Importation of old vehicles cause breakdowns and pollution- Moses Asaga

By Michael Abayateye
Moses Asaga

By Mike Abayateye

The Chief Executive Officer of the National Petroleum Authority(NPA) Moses Asaga has blamed the importation of ‘old vehicles’ as the cause of short life spans of vehicles and environmental pollution rather than the influx of substandard fuel in the Ghana.


Speaking on Accra-based Citi FM, he said the notion that substandard fuel has been imported into the country and causing the breakdown of cars, polluting the environment and endangering the lives of Ghanaians could be wrong.

A report by Public Eye has accused Swiss firms for their links to the trade of diesel in Africa that contain high Sulphur considered illegal in Europe.

Sulphur, which is a major contributor to air pollution with the World Health Organisation confirming that it has accounted for many diseases such as cancer and heart and respiratory illness.

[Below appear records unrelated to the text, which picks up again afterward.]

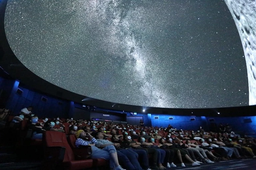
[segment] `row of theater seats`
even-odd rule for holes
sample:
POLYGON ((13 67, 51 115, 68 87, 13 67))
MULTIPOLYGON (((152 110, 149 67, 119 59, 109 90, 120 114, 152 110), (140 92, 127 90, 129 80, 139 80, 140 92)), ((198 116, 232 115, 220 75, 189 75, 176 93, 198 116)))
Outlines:
POLYGON ((76 170, 90 168, 108 169, 108 161, 103 159, 91 159, 89 146, 76 147, 75 135, 66 137, 64 133, 46 131, 43 135, 46 169, 76 170))

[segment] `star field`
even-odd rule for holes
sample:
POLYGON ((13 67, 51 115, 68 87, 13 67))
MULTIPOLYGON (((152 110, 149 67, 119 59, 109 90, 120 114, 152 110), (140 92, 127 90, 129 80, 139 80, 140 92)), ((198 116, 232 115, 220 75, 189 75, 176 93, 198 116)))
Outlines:
POLYGON ((36 74, 145 107, 248 105, 239 35, 223 1, 9 1, 10 46, 36 74))

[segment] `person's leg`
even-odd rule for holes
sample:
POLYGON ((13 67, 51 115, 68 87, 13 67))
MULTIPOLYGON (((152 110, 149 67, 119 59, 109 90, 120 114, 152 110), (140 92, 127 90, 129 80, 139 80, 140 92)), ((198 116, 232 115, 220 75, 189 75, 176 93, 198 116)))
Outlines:
POLYGON ((231 157, 232 156, 232 154, 233 154, 233 150, 231 148, 229 148, 229 147, 222 147, 223 148, 224 148, 224 149, 226 149, 228 151, 228 156, 229 157, 229 158, 231 158, 231 157))
MULTIPOLYGON (((194 154, 195 154, 197 155, 198 156, 199 156, 199 157, 202 160, 204 160, 204 157, 202 155, 201 153, 200 153, 200 152, 198 150, 196 149, 195 148, 190 148, 189 149, 189 150, 191 150, 194 152, 194 154)), ((195 162, 196 162, 197 160, 196 159, 195 160, 194 160, 194 161, 195 162)))
POLYGON ((165 157, 166 152, 163 149, 158 149, 158 150, 160 151, 161 154, 161 158, 160 159, 160 163, 159 164, 159 167, 164 168, 164 166, 163 166, 162 164, 164 163, 164 158, 165 157))
POLYGON ((204 150, 205 152, 205 153, 209 155, 210 156, 212 157, 213 159, 214 159, 214 160, 216 160, 216 159, 217 158, 214 156, 214 155, 211 152, 209 151, 209 150, 207 150, 207 149, 205 149, 204 150))
POLYGON ((129 149, 121 149, 120 151, 127 156, 136 170, 142 170, 142 168, 141 167, 140 163, 138 161, 139 156, 137 153, 129 149))
POLYGON ((43 138, 43 133, 37 133, 36 132, 33 135, 32 139, 41 139, 43 138))
POLYGON ((136 170, 136 168, 126 155, 122 153, 119 150, 117 151, 117 152, 118 160, 122 166, 127 169, 136 170))
POLYGON ((194 161, 195 160, 195 161, 196 161, 196 157, 195 156, 195 154, 194 154, 194 152, 193 152, 193 151, 189 149, 182 149, 182 150, 184 150, 184 151, 185 150, 188 152, 189 153, 189 154, 188 154, 187 153, 187 154, 188 155, 188 156, 189 157, 190 159, 191 159, 192 160, 194 160, 194 161))
MULTIPOLYGON (((158 152, 157 149, 155 148, 147 148, 147 149, 148 151, 148 153, 149 154, 151 154, 152 155, 152 161, 153 163, 153 166, 151 169, 157 169, 157 164, 158 163, 158 152)), ((159 156, 161 156, 161 154, 159 155, 159 156)), ((160 158, 159 158, 159 162, 160 158)))
POLYGON ((167 163, 169 163, 170 157, 171 156, 171 152, 168 149, 163 149, 165 151, 165 157, 164 158, 164 162, 165 164, 167 163))
POLYGON ((147 169, 149 168, 149 164, 148 161, 148 153, 146 150, 144 149, 130 149, 134 152, 137 153, 139 155, 139 158, 140 159, 142 160, 142 163, 143 165, 143 168, 145 169, 147 169))
POLYGON ((206 159, 209 159, 207 157, 207 155, 206 155, 206 154, 205 154, 205 152, 204 151, 204 149, 201 148, 195 148, 195 149, 199 151, 201 155, 203 155, 203 156, 204 157, 204 158, 206 159))
POLYGON ((92 159, 102 158, 106 160, 109 160, 109 166, 111 169, 113 169, 115 167, 119 165, 117 161, 118 165, 116 165, 114 159, 110 156, 110 154, 108 151, 104 150, 99 150, 93 152, 91 155, 92 159))

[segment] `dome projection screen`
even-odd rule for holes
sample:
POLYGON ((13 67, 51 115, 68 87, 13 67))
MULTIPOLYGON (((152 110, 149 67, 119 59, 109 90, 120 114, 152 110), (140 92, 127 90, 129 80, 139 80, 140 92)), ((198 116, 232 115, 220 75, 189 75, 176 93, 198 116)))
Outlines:
POLYGON ((9 0, 5 33, 32 72, 113 103, 256 104, 256 2, 9 0))

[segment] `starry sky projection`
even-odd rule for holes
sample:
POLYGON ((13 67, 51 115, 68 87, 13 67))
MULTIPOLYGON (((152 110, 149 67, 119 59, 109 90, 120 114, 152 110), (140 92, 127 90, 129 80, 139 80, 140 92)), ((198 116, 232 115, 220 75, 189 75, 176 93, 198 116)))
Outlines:
POLYGON ((224 1, 8 1, 5 26, 26 67, 78 94, 145 107, 248 105, 224 1))

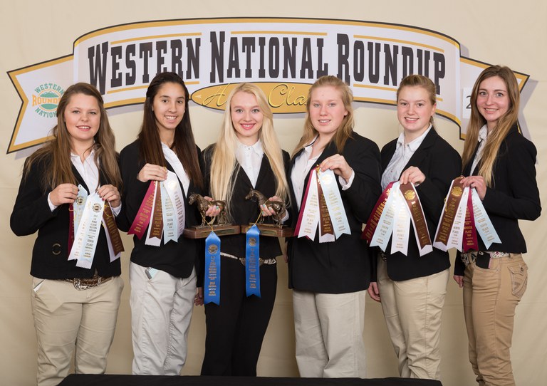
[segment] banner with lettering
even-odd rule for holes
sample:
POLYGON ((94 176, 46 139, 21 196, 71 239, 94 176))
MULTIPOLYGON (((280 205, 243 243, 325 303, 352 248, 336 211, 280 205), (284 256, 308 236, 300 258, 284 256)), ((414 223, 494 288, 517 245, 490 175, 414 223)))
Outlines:
MULTIPOLYGON (((46 140, 59 98, 78 81, 113 108, 142 103, 152 78, 173 71, 195 103, 215 109, 236 83, 253 82, 275 113, 294 113, 305 111, 308 89, 323 75, 347 82, 358 102, 395 105, 401 79, 420 73, 437 86, 437 114, 462 126, 469 91, 487 66, 462 57, 458 41, 442 32, 388 23, 222 18, 109 26, 75 38, 72 55, 9 72, 22 106, 7 152, 46 140)), ((522 89, 528 75, 516 75, 522 89)))

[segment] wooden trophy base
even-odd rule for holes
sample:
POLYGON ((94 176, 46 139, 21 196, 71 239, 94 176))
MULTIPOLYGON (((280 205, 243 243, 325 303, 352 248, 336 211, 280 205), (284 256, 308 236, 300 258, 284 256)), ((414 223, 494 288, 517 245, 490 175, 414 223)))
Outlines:
POLYGON ((213 225, 212 226, 209 225, 190 226, 189 228, 184 228, 184 231, 182 234, 188 239, 205 239, 211 233, 211 231, 214 231, 217 236, 226 236, 241 233, 241 229, 239 225, 226 224, 213 225))
MULTIPOLYGON (((253 224, 249 225, 241 225, 241 233, 247 233, 253 224)), ((279 227, 273 224, 257 224, 256 226, 260 229, 261 236, 269 236, 271 237, 292 237, 294 233, 294 229, 289 228, 285 225, 279 227)))

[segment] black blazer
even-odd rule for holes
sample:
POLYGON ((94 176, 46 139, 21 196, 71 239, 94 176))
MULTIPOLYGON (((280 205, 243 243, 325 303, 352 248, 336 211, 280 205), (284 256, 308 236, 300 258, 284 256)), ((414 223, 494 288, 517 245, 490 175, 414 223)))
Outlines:
MULTIPOLYGON (((492 172, 493 187, 486 188, 482 200, 501 242, 494 243, 486 249, 479 236, 479 251, 526 252, 526 243, 519 227, 519 220, 535 220, 541 214, 536 181, 536 155, 533 144, 519 132, 516 125, 513 126, 498 150, 492 172)), ((469 175, 471 163, 464 165, 464 175, 469 175)), ((479 168, 479 165, 475 167, 474 175, 476 175, 479 168)), ((479 255, 476 264, 487 267, 489 259, 487 254, 479 255)), ((465 266, 459 259, 456 259, 456 263, 454 273, 463 276, 465 266)))
MULTIPOLYGON (((368 288, 370 259, 366 242, 360 236, 363 224, 368 219, 381 193, 380 150, 375 142, 356 132, 352 137, 340 154, 353 169, 355 179, 349 189, 342 190, 336 178, 351 234, 343 234, 333 242, 321 244, 317 239, 313 241, 306 237, 291 238, 288 246, 289 288, 323 293, 356 292, 368 288)), ((291 171, 301 152, 302 150, 296 153, 291 160, 291 171)), ((334 142, 330 142, 318 159, 316 165, 338 152, 334 142)), ((308 184, 309 172, 308 170, 304 186, 308 184)), ((294 226, 298 212, 291 173, 288 177, 294 226)), ((301 198, 303 200, 303 194, 301 198)))
MULTIPOLYGON (((204 160, 204 174, 206 191, 209 189, 211 177, 211 162, 214 150, 214 145, 207 147, 203 151, 204 160)), ((288 165, 288 153, 283 150, 283 158, 286 165, 288 165)), ((238 165, 239 166, 239 165, 238 165)), ((233 177, 234 176, 232 176, 233 177)), ((260 165, 259 176, 256 179, 256 184, 254 188, 251 184, 246 173, 242 167, 239 168, 236 180, 234 183, 234 192, 231 200, 228 204, 230 206, 231 214, 231 222, 236 225, 248 225, 254 223, 259 218, 260 209, 258 202, 253 202, 250 199, 245 199, 251 189, 256 189, 266 197, 271 197, 276 194, 276 179, 270 165, 270 161, 264 153, 262 162, 260 165)), ((215 199, 217 197, 214 197, 215 199)), ((221 239, 221 251, 237 257, 245 257, 245 246, 246 235, 239 234, 229 236, 223 236, 221 239)), ((279 239, 276 237, 260 238, 260 257, 262 259, 274 259, 281 254, 281 249, 279 246, 279 239)))
MULTIPOLYGON (((395 152, 396 145, 397 140, 394 140, 382 149, 382 174, 395 152)), ((414 166, 420 168, 425 175, 425 180, 416 187, 416 190, 422 203, 432 242, 442 213, 444 197, 450 183, 459 175, 461 165, 459 154, 432 128, 402 169, 405 171, 414 166)), ((437 248, 433 248, 433 251, 420 257, 412 224, 409 231, 407 256, 400 252, 390 254, 391 240, 387 245, 387 275, 390 278, 398 281, 428 276, 450 266, 448 252, 443 252, 437 248)), ((374 267, 372 280, 375 281, 377 263, 376 254, 373 254, 371 263, 374 267)))
MULTIPOLYGON (((201 160, 201 151, 196 147, 197 154, 201 160)), ((126 226, 120 226, 124 231, 129 230, 137 212, 140 207, 142 199, 150 182, 141 182, 137 179, 137 175, 145 165, 145 162, 140 156, 140 141, 137 140, 126 146, 120 153, 120 169, 123 179, 123 204, 125 207, 127 215, 126 226)), ((172 167, 167 163, 167 169, 174 172, 172 167)), ((180 183, 180 182, 179 182, 180 183)), ((184 192, 181 184, 181 189, 184 194, 184 222, 185 226, 192 226, 201 224, 201 217, 195 206, 188 204, 187 196, 188 192, 201 193, 201 190, 190 181, 188 192, 184 192), (199 222, 198 222, 199 218, 199 222)), ((131 261, 145 267, 152 267, 160 269, 177 278, 187 278, 192 274, 194 266, 196 271, 199 271, 198 256, 204 254, 203 242, 195 239, 187 239, 183 235, 179 237, 177 242, 170 241, 165 244, 162 239, 160 246, 146 245, 146 231, 142 239, 139 240, 136 235, 133 236, 135 246, 131 252, 131 261)))
MULTIPOLYGON (((28 162, 27 159, 26 162, 28 162)), ((31 275, 46 279, 91 278, 95 270, 101 276, 119 276, 121 273, 120 259, 110 263, 106 235, 101 226, 90 269, 76 266, 76 261, 68 261, 69 205, 59 205, 53 212, 49 209, 48 194, 51 189, 44 189, 41 184, 42 175, 51 167, 51 156, 45 156, 35 162, 27 175, 24 175, 10 218, 11 230, 17 236, 26 236, 38 231, 38 237, 32 250, 31 275)), ((100 169, 100 167, 99 167, 100 169)), ((76 184, 81 184, 90 193, 83 179, 72 167, 76 184)), ((100 174, 100 183, 105 180, 100 174)), ((123 215, 122 213, 120 215, 123 215)))

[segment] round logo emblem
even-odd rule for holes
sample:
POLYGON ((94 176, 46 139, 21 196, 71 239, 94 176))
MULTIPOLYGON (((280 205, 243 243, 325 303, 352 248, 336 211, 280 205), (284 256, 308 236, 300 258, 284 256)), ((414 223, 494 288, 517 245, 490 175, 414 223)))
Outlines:
POLYGON ((100 204, 93 204, 93 209, 94 212, 98 213, 101 209, 102 207, 100 204))
POLYGON ((414 199, 416 198, 416 192, 414 190, 408 189, 405 192, 405 198, 407 199, 414 199))
POLYGON ((459 197, 463 194, 464 191, 462 190, 462 188, 459 187, 454 187, 452 188, 452 191, 450 192, 450 194, 452 196, 456 196, 457 197, 459 197))

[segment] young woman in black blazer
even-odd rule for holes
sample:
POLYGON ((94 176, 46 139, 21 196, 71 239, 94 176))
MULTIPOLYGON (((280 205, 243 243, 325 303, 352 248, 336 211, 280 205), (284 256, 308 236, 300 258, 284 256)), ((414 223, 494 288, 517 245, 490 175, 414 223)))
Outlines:
MULTIPOLYGON (((271 208, 245 199, 251 189, 266 197, 287 201, 285 165, 274 130, 273 114, 264 93, 241 83, 226 103, 220 137, 204 151, 205 181, 210 195, 227 202, 230 222, 247 225, 271 208)), ((261 297, 247 296, 245 285, 246 235, 221 238, 220 304, 205 305, 207 337, 202 375, 256 376, 256 362, 270 320, 277 285, 276 257, 279 241, 260 237, 261 297)))
MULTIPOLYGON (((191 192, 200 192, 203 177, 201 152, 190 124, 189 95, 182 79, 162 73, 146 92, 142 126, 138 139, 120 153, 125 187, 123 202, 131 224, 153 181, 174 172, 184 196, 185 226, 197 223, 191 192)), ((127 229, 125 229, 127 230, 127 229)), ((186 361, 198 256, 202 245, 181 235, 177 242, 146 244, 146 235, 133 237, 130 283, 133 344, 132 372, 140 375, 178 375, 186 361)))
POLYGON ((120 259, 109 251, 100 219, 90 268, 68 260, 77 249, 71 214, 78 185, 88 195, 97 192, 114 216, 121 211, 114 134, 93 86, 66 89, 52 135, 25 162, 10 219, 17 236, 38 231, 31 275, 40 386, 58 385, 68 375, 75 350, 76 372, 105 372, 123 288, 120 259))
MULTIPOLYGON (((425 76, 410 75, 401 80, 397 113, 403 131, 381 153, 382 189, 393 181, 415 184, 432 240, 462 162, 433 127, 435 94, 435 85, 425 76)), ((385 253, 371 256, 375 269, 368 291, 381 301, 400 376, 439 380, 441 318, 450 261, 448 252, 436 248, 420 256, 413 233, 411 225, 406 255, 391 254, 390 241, 385 253)))
POLYGON ((479 385, 515 385, 509 349, 515 308, 526 289, 526 244, 519 220, 541 212, 533 144, 519 131, 519 85, 508 67, 479 75, 463 154, 464 186, 476 190, 501 242, 457 259, 464 288, 469 361, 479 385))
POLYGON ((350 234, 333 242, 293 237, 288 245, 288 282, 293 289, 296 360, 302 377, 365 375, 363 342, 365 299, 370 278, 360 239, 381 193, 380 151, 353 131, 351 90, 335 76, 310 88, 303 135, 291 161, 293 225, 303 207, 310 171, 336 174, 350 234))

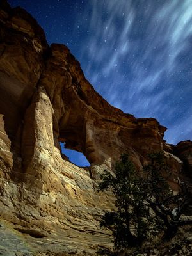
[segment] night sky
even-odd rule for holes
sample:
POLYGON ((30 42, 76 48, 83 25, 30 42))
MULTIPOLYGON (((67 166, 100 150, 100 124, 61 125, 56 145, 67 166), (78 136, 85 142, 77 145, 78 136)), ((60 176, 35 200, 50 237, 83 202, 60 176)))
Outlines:
POLYGON ((37 20, 49 44, 67 45, 111 105, 157 118, 169 143, 192 138, 192 0, 9 3, 37 20))

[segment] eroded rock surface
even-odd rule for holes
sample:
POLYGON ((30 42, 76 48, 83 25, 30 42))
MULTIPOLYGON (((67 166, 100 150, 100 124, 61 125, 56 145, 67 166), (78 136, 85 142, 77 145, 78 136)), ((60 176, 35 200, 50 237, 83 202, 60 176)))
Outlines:
MULTIPOLYGON (((141 169, 148 152, 163 148, 176 189, 182 161, 191 173, 191 143, 175 148, 165 143, 166 128, 156 119, 109 105, 66 46, 49 47, 25 10, 4 0, 0 6, 0 215, 20 234, 47 237, 42 244, 52 237, 66 252, 94 255, 98 244, 112 245, 99 223, 114 207, 110 194, 97 190, 104 168, 113 169, 127 152, 141 169), (60 142, 83 152, 90 172, 63 159, 60 142)), ((33 252, 39 250, 33 244, 33 252)))

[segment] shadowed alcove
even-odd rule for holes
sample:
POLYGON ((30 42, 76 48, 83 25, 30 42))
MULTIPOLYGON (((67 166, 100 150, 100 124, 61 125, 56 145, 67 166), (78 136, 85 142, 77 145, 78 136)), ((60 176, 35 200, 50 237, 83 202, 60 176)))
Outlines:
POLYGON ((68 160, 73 164, 79 167, 88 167, 90 166, 86 156, 81 152, 72 149, 65 148, 65 143, 60 143, 62 153, 64 154, 68 160))

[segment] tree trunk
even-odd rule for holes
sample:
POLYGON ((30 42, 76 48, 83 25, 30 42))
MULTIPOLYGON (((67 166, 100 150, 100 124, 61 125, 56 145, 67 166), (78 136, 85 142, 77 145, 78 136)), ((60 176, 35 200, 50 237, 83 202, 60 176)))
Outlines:
POLYGON ((166 230, 164 232, 164 239, 166 241, 170 240, 176 235, 177 230, 177 226, 169 225, 169 226, 167 226, 166 230))

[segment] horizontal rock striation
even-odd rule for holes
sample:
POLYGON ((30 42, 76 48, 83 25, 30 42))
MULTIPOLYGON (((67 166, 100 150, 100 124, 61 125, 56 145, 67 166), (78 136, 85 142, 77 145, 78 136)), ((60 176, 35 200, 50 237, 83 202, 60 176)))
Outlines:
POLYGON ((0 7, 0 215, 36 239, 62 238, 68 251, 93 255, 111 246, 98 222, 114 207, 97 190, 104 168, 127 152, 141 170, 148 152, 164 149, 177 189, 174 177, 191 177, 191 142, 167 145, 156 119, 109 105, 66 46, 49 46, 24 10, 0 7), (62 158, 60 142, 83 153, 90 171, 62 158))

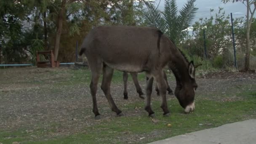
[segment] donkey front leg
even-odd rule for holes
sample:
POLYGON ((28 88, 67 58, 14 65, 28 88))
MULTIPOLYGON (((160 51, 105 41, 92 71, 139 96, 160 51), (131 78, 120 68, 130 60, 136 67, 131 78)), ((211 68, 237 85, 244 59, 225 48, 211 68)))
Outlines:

Meanwhile, dirty fuel is also a major cause of the short lifespan of cars in Africa compared to those in other regions.

However, the NPA boss argues that, people are overstressing the health impact of high sulpur containing diesel.

He said, about 80 percent of the vehicles used in the country are imported and they are the cause of the pollution in environment instead of the fuel they use.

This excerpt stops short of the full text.